America’s proponents of socialized health care often point to Europe as having the ideal system – one in which Church institutions and governments have been able to collaborate in providing high-quality, universal health care. But a look behind the curtain of apparent harmony tells a much different story: the great collaboration often tends to be predicated upon Catholic institutions abandoning the moral teaching of the Church and supinely adopting anti-life practices required by law.
Three quarters of Belgians are baptized Catholic, but it has been an open secret for decades now that Catholic moral teaching and sacramental life are no longer taken seriously by the vast majority of Belgians. As in other countries, this trend clearly gained momentum following the widespread public rejection of 1968’s Humanae Vitae, which reaffirmed Catholic magisterial teaching against artificial birth control.
Few nations have gone as far down the road of rejecting their Catholic heritage as Belgium. A case in point: euthanasia was legalized in Belgium in 2002. The opposition to euthanasia was led by a number of Catholic groups and individuals whose main argument was that palliative care, particularly expert pain management, was the moral alternative to lethal injections for suffering patients. A law promoting palliative care was actually passed on the same day as the euthanasia law. It is also interesting to note that the law permitting mercy killing actually provides for conscientious objection so that no one will be forced to go against their moral conscience and kill patients.
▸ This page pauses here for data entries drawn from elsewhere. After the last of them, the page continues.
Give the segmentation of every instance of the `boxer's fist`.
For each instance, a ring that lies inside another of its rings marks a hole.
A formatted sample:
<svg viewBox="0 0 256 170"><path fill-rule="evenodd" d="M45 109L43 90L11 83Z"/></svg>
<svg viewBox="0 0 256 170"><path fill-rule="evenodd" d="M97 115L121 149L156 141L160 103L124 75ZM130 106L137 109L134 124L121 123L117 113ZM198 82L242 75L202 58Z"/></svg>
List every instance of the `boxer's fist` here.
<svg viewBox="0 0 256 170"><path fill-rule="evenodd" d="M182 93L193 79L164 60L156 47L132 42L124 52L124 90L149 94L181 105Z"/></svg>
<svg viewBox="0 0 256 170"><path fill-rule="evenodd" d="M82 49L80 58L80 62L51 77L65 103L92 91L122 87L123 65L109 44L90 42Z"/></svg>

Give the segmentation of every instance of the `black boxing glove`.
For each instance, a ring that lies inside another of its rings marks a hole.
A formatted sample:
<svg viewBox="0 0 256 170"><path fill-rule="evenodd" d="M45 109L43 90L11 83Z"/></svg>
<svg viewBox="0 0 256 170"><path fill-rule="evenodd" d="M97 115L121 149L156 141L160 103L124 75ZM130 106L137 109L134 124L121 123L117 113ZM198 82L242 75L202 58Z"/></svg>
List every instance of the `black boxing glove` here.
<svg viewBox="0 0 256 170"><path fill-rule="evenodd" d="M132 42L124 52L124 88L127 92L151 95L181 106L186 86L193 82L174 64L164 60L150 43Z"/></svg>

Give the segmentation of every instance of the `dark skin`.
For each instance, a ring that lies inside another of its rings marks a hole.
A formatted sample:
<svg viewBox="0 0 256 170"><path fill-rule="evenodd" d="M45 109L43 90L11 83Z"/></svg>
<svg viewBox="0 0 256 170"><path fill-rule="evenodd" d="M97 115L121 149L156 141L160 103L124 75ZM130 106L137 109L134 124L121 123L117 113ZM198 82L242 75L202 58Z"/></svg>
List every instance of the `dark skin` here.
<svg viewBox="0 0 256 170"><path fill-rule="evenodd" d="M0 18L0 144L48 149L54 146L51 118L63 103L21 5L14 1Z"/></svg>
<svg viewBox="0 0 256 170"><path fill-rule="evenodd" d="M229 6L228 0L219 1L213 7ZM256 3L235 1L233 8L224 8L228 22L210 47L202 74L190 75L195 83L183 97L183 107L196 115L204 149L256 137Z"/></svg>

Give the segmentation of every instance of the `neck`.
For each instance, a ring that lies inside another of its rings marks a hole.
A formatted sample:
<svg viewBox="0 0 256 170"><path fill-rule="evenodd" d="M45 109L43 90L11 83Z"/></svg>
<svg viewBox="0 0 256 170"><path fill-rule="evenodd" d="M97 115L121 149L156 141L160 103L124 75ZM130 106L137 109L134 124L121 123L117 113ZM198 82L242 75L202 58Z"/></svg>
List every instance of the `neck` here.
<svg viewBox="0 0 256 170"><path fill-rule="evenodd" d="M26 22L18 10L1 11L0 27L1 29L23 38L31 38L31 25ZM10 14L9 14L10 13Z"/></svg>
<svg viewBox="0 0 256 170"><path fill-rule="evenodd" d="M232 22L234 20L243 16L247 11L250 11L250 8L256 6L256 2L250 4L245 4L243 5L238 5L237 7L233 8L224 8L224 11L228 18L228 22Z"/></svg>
In a 2006 article entitled “Prevalence and content of written ethics policies on euthanasia in Catholic healthcare institutions in Belgium (Flanders),” however, we find that Catholics were instrumental in the law’s passage. [Flanders is the Dutch speaking region of Belgium.] The primary author of the article is affiliated with the Centre for Biomedical Ethics and Law at the Catholic University of Leuven. Further, the ethics committee of Caritas Flanders, an official Catholic charity under the bishops, gave written approval for this survey of euthanasia practices in Catholic healthcare institutions.
The responses reported in the study from Catholic healthcare institutions in Belgium were telling. According to the authors of the study, only 1 Catholic hospital and 6 Catholic nursing homes reported policies that completely prohibited euthanasia. These institutions represent only 3% of the hospitals and 13% of nursing homes. The survey of general directors of these officially Catholic facilities reported that 7% of hospitals and 13% of nursing homes refused to allow the killing of “competent terminally ill patients,” since to do so would go against the “Christian values of the institution.” This means that 93% of these hospitals allowed euthanasia of competent terminally ill patients and 87% of nursing homes did the same in Belgian Flanders.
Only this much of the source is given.